The President’s latest amendment to Executive Order 11246 does 3 primary things:

  1. Amends four specific provisions of Executive Order 11246 to now insert and compel “sexual orientation” and “gender identity” (aka informally referred to in society as Lesbian, Gay, Bisexual & Transgender=LGBT) compliance obligations by:
    1. making discrimination on the basis of “sexual orientation” and “gender identity” unlawful pursuant to the Executive Order;

    3. requiring the contractor to take “affirmative action” to ensure that applicants and employees are treated without regard to “sexual orientation” and “gender identity;”

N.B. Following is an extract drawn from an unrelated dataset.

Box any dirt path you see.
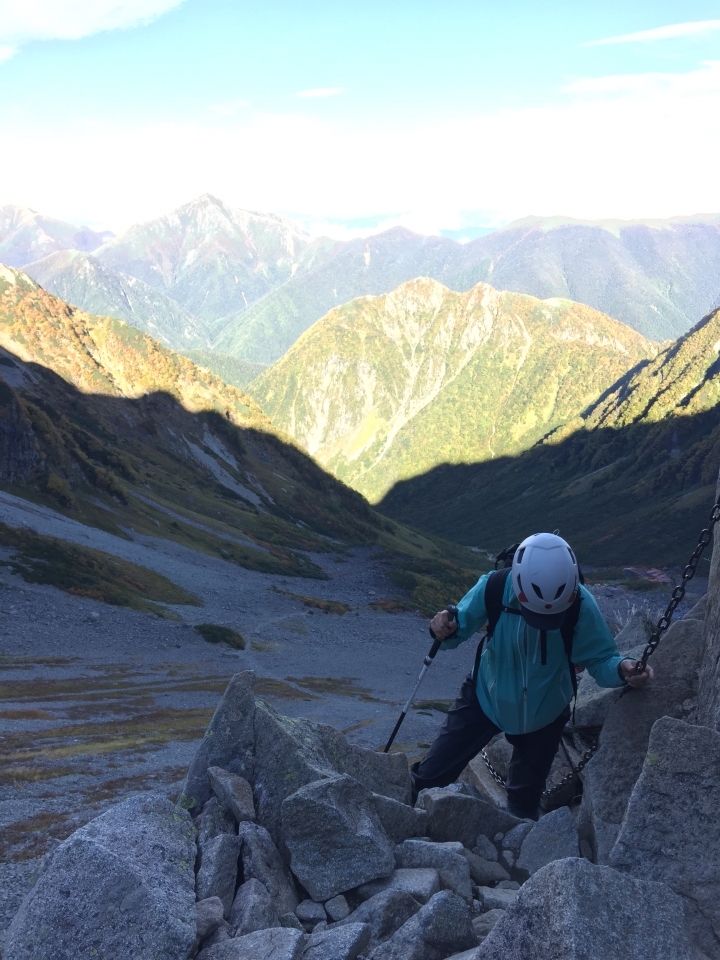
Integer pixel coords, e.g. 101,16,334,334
0,493,704,931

    5. requiring covered contractors to add to their solicitations for employment that the contractor will consider qualified applicants for employment without regard to “sexual orientation” and “gender identity;” and

    7. requiring bidders for a covered federal contract to state in a “Compliance Report” the bidder’s employment policies and practices do not unlawfully discriminate based on “sexual orientation” and “gender identity.”
  2. Requires the Secretary of Labor to propose regulations to implement the requirements of the amendment within 90 days of his July 21, 2014 signing of the amendment (i.e., on or before October 19, 2014…in other words BEFORE the November Mid-Term elections);
  3. Delays the effective date of the protections for sexual orientation and gender identity until the first day a contractor has “entered into” a covered federal contract AFTER the effective date of OFCCP’s Rules implementing the amendment (so compliance will likely not attach, at the earliest, before the middle of 2015 (when OFCCP’s regulations might first become “legally effective”) or for many years thereafter if a company does not enter into a new federal contract promptly thereafter). NOTE, however: a federal contractor enters into a “new” federal contract every time a contractor “alters” or “amends” or “extends” an existing federal contract.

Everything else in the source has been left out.